To the Editor: In response to our administrative health care database study comparing the risks of cerebrovascular accidents in elderly patients treated with either atypical or typical antipsychotics, Dr. Zhao et al. describe the lack of histological damage caused by risperidone treatment in aged rats with preexisting cortical infarcts. We applaud these investigators’ “bedside to bench” approach and find the results reassuring in light of the lack of association between the use of atypical antipsychotics and cerebrovascular accidents noted in our population-based cohort study. In the second letter, Dr. Raivio et al. report that in a small group of elderly patients with dementia or delirium, the use of atypical antipsychotics was actually associated with a 60% reduction in the rate of death. Although this study did not address the frequency of cerebrovascular adverse events, it too provides converging evidence that the risk of life-threatening events directly attributable to atypical antipsychotics may be overstated.

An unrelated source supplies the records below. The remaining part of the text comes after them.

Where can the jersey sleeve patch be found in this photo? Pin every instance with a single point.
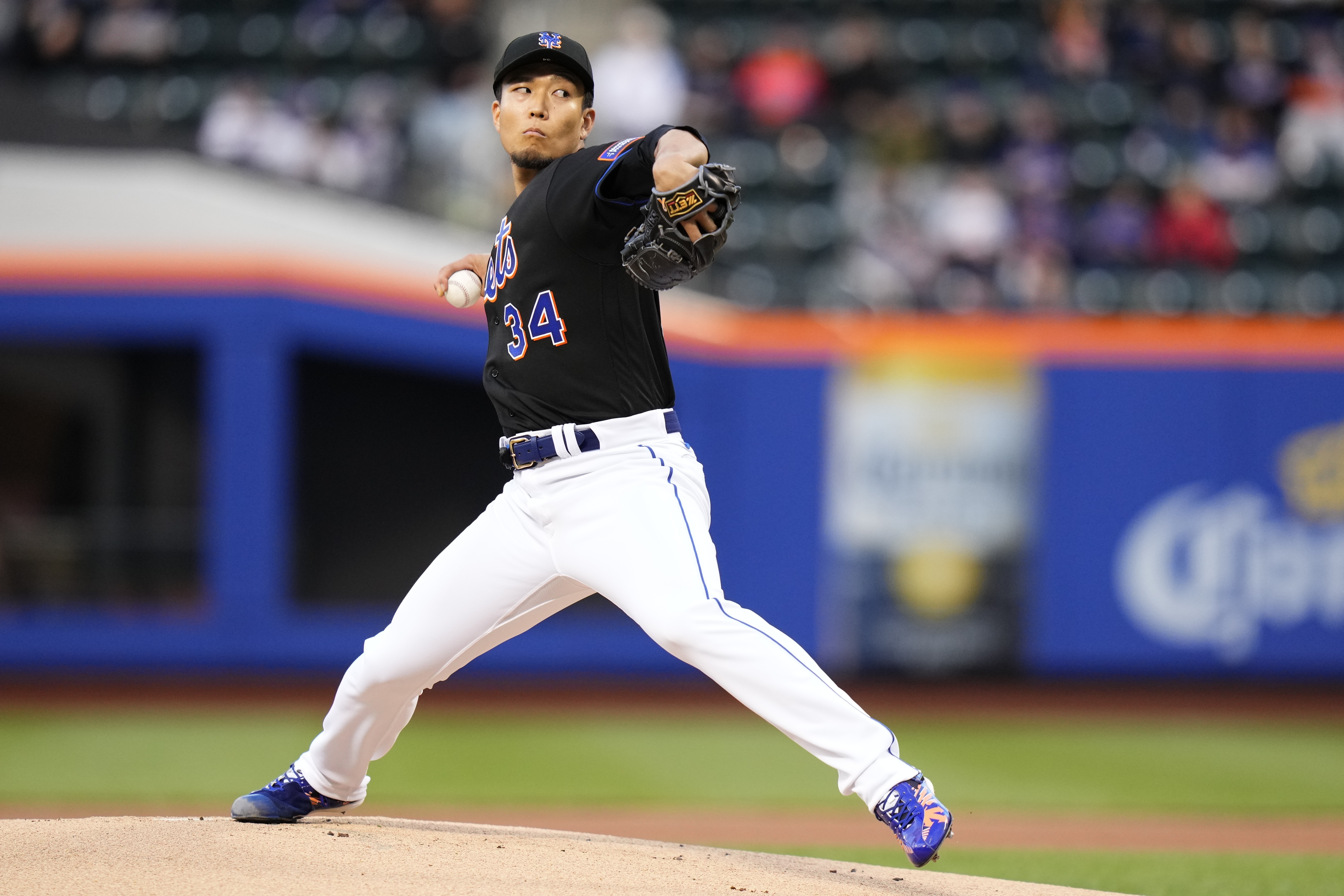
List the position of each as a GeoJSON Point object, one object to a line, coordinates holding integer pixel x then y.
{"type": "Point", "coordinates": [615, 151]}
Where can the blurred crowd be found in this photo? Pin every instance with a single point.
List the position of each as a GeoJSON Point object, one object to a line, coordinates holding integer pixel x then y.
{"type": "Point", "coordinates": [909, 155]}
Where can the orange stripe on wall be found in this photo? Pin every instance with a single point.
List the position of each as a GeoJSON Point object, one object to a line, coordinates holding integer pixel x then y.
{"type": "Point", "coordinates": [716, 331]}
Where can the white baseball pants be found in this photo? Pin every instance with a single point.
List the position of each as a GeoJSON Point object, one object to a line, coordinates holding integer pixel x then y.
{"type": "Point", "coordinates": [632, 522]}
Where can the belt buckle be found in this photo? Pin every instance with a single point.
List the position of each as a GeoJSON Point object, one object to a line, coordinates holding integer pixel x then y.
{"type": "Point", "coordinates": [519, 440]}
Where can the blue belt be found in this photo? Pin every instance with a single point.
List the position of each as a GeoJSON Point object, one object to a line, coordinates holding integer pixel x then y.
{"type": "Point", "coordinates": [522, 452]}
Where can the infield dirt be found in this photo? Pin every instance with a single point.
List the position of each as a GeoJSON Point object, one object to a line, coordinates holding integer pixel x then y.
{"type": "Point", "coordinates": [372, 855]}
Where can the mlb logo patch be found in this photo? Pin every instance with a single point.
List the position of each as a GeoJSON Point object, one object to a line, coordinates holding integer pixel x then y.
{"type": "Point", "coordinates": [612, 152]}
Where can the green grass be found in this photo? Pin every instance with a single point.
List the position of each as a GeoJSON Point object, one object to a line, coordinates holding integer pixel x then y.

Concerns about the association between atypical antipsychotic use and cerebrovascular adverse events in elderly dementia patients based on data from randomized, controlled trials persist (Wooltorton, 2002; reference 1), and prescribing information for risperidone and olanzapine have been modified to reflect this possibility. Possible biological mechanisms to account for this association might include thromboembolic effects, cardiovascular effects (such as orthostatic hypotension and arrhythmias), hyperprolactinemia leading to atherosclerosis, and excessive sedation, resulting in dehydration and hemoconcentration. To date, there are few data to support these mechanisms (2). Dr. Zhao et al. suggest a number of methodological problems in the previous studies that raise the possibility of an association, including small numbers of patients, the effect of comorbid medical illness (especially preexisting cerebrovascular disease), and concomitant medication use. The latter is particularly poignant given the recent withdrawal of rofecoxib from the market because of higher rates of serious cardiovascular thromboembolic effects, including stroke. It is unclear what role such medications may have played in the randomized, controlled trials of antipsychotics.

Finally, Dr. Zhao et al. raise the concern that warnings such as those of the Committee on Safety of Medicines in the United Kingdom to avoid risperidone and olanzapine use in elderly dementia patients (3) may lead to switching to typical antipsychotics, such as haloperidol. Besides their well-documented tendency to cause both acute and long-term extrapyramidal symptoms (e.g., tardive dyskinesia), drugs such as haloperidol have been shown to negatively influence motor recovery in poststroke patients (4) and may not confer any reduced risk of cerebrovascular accidents in an elderly population relative to atypical antipsychotics (as in our article).

Further studies focusing on potential mechanisms may help to clarify the association between atypical antipsychotic use and cerebrovascular adverse events and ultimately define subgroups of patients at increased risk in whom benefits of therapy might outweigh the risks.